Frontend (Next.js / React)
↓
API Layer (Node.js / Route Handlers)
↓
LLM Orchestration Layer
(OpenAI / Claude / Ollama / LangChain)
↓
Vector DB / Retrieval Layer
(Pinecone / Chroma / Supabase)
↓
Documents / Databases / APIs
Modern AI applications are evolving into layered intelligent systems rather than traditional frontend/backend setups.
The frontend delivers AI-native user experiences, including chat, streaming responses, dashboards, and conversational workflows. The API layer serves as the secure backend gateway, handling authentication, requests, rate limiting, and communication with AI services.
The LLM orchestration layer now functions as the “brain” of the application, coordinating prompts, memory, tool calling, agents, and reasoning workflows using models like GPT, Claude, or local open-source models.

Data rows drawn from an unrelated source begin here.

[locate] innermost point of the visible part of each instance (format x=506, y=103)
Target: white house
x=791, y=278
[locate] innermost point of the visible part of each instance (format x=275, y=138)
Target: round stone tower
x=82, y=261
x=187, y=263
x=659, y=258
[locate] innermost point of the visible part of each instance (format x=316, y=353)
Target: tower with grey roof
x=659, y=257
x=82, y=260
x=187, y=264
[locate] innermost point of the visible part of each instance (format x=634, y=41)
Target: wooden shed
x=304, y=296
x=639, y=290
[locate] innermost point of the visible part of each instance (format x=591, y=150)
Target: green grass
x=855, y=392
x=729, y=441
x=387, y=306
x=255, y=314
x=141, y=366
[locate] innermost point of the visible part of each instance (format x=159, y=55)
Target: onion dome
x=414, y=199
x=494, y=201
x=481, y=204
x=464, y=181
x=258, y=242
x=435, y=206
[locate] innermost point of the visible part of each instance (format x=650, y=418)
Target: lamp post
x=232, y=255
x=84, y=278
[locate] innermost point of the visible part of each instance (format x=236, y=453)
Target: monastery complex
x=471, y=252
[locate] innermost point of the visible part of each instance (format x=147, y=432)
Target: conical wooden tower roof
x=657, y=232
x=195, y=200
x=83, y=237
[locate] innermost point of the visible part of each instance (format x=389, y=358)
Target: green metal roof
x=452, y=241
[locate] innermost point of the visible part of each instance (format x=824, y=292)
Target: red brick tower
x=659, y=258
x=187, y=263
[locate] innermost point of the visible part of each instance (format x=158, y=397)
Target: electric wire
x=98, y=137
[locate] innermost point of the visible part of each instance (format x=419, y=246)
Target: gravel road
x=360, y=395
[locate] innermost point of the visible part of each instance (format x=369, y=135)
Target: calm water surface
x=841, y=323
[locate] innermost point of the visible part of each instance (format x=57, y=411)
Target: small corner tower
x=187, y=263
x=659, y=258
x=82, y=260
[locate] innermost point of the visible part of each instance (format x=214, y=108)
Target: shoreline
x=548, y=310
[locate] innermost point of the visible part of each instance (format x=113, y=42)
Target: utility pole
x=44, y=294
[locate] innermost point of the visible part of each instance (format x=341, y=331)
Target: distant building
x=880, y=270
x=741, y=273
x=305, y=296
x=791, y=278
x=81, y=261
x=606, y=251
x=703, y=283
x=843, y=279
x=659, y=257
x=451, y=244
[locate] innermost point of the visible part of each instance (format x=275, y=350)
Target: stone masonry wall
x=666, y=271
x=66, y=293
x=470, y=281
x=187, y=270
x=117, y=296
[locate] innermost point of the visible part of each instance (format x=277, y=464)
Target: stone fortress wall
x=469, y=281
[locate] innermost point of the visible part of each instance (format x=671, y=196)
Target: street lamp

Below that, the vector database layer supports Retrieval-Augmented Generation (RAG), enabling applications to search documents semantically through embeddings rather than keywords. This provides AI systems with long-term contextual memory, significantly boosting accuracy.
At the base are the primary sources of organizational knowledge: PDFs, SQL databases, APIs, cloud storage, enterprise systems, and external data feeds. Increasingly, modern software engineering involves connecting users to intelligent reasoning systems layered over live organizational data.